Identification of pathology involving the brachial plexus requires a detailed understanding of the complex brachial plexus anatomy. Brachial plexopathies can be divided into traumatic and non-traumatic categories and further categorized by location of involvement. Diagnosis of brachial plexopathies requires detailed medical history and physical examination, however medical imaging such as CT, MRI and ultrasound can be utilized to confirm diagnosis, assist with prognostication and guide surgical planning.
Traumatic brachial plexus injuries can be described by injury mechanism (penetrating or blunt), location (preganglionic or postganglionic) and severity. Preganglionic and postganglionic injuries are based on whether the injury is proximal or distal to the dorsal root ganglia. Postganglionic injuries occur in the peripheral nervous system and most often manifest as nerve rupture in the upper nerve roots (C5-C7). These injuries carry a better prognosis, with more surgical options that include nerve repair or grafting and a higher likelihood for nerve regeneration. Preganglionic injuries in the central nervous system have a worse prognosis, most often manifesting as nerve root avulsions in the C8-T1 roots. Traumatic injuries can occur because of blunt trauma, penetrating trauma, traction, compression or vascular discontinuity. In newborns, shoulder dystocia is considered the number one risk factor for traumatic brachial plexopathy. The most common clinical syndromes include Duchenne-Erb palsy (upper brachial plexus) and Klumpke palsy (lower brachial plexus palsy).
Nontraumatic brachial plexopathy includes inflammatory, compressive and neoplastic etiologies. Inflammatory causes for brachial plexopathy include radiation, infection, post-traumatic and metabolic abnormalities. Radiation induced brachial plexopathy mostly commonly occurs in the setting of radiation treatment for lung, breast, head and neck cancers and can present as early transient radiation induced plexopathy or classic progressive radiation plexopathy, which can have a latency period of 6 months to 30 years. Tumors affecting the brachial plexus are uncommon and include benign and malignant etiologies such as peripheral nerve sheath tumors, malignant peripheral nerve sheath tumors, and metastases.

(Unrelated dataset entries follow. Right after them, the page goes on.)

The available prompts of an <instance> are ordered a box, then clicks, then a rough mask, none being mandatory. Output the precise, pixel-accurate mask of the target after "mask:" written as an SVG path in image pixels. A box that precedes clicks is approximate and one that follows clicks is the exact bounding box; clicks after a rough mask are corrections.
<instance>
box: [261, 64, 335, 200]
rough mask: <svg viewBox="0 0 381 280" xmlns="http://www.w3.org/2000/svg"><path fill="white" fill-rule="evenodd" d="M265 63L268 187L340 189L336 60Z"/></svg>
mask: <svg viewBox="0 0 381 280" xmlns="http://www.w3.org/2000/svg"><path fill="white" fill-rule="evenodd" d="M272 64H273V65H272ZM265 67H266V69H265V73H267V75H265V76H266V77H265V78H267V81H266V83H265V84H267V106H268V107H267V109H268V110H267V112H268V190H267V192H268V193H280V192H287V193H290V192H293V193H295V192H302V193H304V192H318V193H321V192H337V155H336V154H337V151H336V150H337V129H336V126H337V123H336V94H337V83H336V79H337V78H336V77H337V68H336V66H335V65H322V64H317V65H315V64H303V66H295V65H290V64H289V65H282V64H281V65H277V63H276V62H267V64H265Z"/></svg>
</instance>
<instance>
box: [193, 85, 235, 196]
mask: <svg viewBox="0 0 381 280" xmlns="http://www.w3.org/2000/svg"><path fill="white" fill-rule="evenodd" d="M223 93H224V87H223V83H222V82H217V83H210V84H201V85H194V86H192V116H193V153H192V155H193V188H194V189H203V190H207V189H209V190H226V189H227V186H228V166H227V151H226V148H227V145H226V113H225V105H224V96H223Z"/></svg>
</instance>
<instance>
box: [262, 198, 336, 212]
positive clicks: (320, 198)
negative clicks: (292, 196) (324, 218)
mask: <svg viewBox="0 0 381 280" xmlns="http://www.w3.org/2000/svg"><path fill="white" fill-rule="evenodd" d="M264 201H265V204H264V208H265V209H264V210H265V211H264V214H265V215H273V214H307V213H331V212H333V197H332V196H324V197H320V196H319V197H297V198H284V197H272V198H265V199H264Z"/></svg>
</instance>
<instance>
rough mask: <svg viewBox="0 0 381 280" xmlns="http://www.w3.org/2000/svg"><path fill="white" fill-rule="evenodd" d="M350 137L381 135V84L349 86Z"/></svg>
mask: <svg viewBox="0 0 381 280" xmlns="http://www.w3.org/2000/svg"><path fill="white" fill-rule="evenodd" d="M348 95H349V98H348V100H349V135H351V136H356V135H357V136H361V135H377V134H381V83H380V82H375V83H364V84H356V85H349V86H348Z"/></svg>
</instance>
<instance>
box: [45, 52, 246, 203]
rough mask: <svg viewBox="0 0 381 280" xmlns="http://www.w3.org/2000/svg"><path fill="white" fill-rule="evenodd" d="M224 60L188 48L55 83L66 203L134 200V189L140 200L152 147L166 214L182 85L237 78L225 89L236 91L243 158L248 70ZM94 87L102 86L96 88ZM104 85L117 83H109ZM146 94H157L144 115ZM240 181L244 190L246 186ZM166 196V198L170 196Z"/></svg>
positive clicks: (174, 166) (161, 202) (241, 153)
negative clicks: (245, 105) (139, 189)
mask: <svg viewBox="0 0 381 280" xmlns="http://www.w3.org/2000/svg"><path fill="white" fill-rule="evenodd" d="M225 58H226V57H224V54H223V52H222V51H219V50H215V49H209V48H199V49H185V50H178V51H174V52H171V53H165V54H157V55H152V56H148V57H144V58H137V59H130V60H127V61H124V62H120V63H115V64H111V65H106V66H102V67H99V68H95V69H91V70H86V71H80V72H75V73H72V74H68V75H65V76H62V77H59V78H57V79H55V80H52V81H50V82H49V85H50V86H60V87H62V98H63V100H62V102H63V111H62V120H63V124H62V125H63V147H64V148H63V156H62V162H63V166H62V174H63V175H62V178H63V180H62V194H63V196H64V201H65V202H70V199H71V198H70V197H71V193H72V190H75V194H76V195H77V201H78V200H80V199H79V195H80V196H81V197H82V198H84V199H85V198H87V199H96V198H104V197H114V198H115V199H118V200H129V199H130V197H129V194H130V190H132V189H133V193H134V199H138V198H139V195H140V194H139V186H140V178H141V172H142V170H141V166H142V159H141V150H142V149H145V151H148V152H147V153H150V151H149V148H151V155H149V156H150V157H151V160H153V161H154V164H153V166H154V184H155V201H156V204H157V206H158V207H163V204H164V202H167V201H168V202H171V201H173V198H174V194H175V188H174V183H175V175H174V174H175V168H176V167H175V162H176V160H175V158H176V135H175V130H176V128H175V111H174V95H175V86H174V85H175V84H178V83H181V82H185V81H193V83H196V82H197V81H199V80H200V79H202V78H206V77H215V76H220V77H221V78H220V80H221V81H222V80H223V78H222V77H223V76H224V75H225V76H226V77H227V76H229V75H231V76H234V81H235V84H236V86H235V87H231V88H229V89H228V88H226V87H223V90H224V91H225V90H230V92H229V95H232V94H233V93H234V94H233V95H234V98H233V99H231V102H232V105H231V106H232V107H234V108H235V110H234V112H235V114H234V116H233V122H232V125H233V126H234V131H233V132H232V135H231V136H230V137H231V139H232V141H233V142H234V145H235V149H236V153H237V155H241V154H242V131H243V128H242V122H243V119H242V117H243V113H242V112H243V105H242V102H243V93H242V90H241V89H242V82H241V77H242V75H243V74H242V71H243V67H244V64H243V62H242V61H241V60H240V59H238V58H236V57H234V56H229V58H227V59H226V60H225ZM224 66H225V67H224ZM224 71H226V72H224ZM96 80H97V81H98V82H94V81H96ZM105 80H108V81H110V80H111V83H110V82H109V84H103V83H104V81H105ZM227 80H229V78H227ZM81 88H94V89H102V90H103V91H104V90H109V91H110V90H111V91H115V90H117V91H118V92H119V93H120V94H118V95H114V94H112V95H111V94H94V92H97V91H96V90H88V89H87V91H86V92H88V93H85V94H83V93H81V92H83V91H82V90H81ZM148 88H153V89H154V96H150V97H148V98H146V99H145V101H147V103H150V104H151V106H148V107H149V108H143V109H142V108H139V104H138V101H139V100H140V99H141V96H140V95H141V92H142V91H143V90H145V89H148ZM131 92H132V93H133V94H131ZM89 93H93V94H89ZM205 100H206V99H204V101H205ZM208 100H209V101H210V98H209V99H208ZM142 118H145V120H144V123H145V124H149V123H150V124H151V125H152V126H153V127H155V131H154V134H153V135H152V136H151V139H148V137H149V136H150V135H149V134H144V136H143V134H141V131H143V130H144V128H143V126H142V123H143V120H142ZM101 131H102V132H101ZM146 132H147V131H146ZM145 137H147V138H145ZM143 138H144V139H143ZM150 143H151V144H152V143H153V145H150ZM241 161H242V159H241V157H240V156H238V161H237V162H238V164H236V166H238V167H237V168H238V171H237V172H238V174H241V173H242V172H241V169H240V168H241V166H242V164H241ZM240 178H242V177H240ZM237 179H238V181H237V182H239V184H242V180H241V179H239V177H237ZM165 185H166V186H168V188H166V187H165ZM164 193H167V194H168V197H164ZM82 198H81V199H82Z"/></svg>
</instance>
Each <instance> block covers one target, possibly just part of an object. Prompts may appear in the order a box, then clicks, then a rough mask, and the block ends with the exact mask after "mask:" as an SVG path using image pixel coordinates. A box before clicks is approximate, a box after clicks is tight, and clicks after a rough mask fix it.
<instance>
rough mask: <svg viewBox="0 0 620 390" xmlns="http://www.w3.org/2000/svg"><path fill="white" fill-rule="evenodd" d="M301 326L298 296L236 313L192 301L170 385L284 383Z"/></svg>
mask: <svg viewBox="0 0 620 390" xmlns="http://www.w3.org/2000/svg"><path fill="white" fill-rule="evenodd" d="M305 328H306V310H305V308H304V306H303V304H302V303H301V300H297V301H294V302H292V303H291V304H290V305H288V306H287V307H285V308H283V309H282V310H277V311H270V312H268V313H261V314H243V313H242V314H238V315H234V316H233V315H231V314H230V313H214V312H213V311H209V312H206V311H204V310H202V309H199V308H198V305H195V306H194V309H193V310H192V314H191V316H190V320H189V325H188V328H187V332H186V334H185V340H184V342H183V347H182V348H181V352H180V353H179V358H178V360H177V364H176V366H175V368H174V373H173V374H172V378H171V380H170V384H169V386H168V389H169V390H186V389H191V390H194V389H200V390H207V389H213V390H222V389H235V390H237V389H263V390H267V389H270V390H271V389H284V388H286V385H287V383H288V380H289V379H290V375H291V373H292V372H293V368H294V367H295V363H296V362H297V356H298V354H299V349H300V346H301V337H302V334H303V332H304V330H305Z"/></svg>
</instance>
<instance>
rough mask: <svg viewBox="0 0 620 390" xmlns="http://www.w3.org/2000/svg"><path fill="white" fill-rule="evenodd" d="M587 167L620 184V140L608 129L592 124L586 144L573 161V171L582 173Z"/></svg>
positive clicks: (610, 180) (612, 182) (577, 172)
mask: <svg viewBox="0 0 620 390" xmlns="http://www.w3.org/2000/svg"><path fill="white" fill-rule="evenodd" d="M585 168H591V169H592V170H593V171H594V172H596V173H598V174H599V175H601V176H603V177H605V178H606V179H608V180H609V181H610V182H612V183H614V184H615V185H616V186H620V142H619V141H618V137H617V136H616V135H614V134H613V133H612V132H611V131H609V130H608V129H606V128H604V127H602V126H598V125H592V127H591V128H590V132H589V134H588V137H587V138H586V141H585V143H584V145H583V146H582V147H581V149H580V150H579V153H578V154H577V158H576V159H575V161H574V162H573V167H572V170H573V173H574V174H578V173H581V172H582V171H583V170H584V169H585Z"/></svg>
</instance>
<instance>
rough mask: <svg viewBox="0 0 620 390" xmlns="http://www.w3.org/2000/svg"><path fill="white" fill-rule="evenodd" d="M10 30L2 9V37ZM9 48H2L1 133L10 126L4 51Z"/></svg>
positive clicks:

Imaging modalities that may assist in the diagnosis of brachial plexopathy include ultrasound, CT and MR imaging. Ultrasonography is noninvasive, cost effective and can be used for dynamic assessment of the postganglionic brachial plexus, which is relatively superficial on examination. CT Myelography can use utilized to assess for preganglionic injury which on imaging may demonstrate avulsion pseudomeningocele, hematoma, or other sequelae of trauma. MRI is generally preferred over CT for evaluation of brachial plexus injury due to its higher soft tissue resolution and improved visualization of the structures of the plexus. MRI findings suggestive of brachial plexopathy include, edema, myelomalacia, root avulsion, pseuodomeningocele, cord edema, nerve transection and scarring which manifest as T2 hyperintense signal abnormality and post-contrast enhancement (Figure 4).
Creating three-dimensional clay models as a hands-on educational tool can enhance medical student and resident understanding of the challenging anatomy of the brachial plexus. This active learning technique allows learners to manipulate and visualize the spatial relationships within the plexus which may ultimately improve comprehension and retention when compared to traditional learning methods.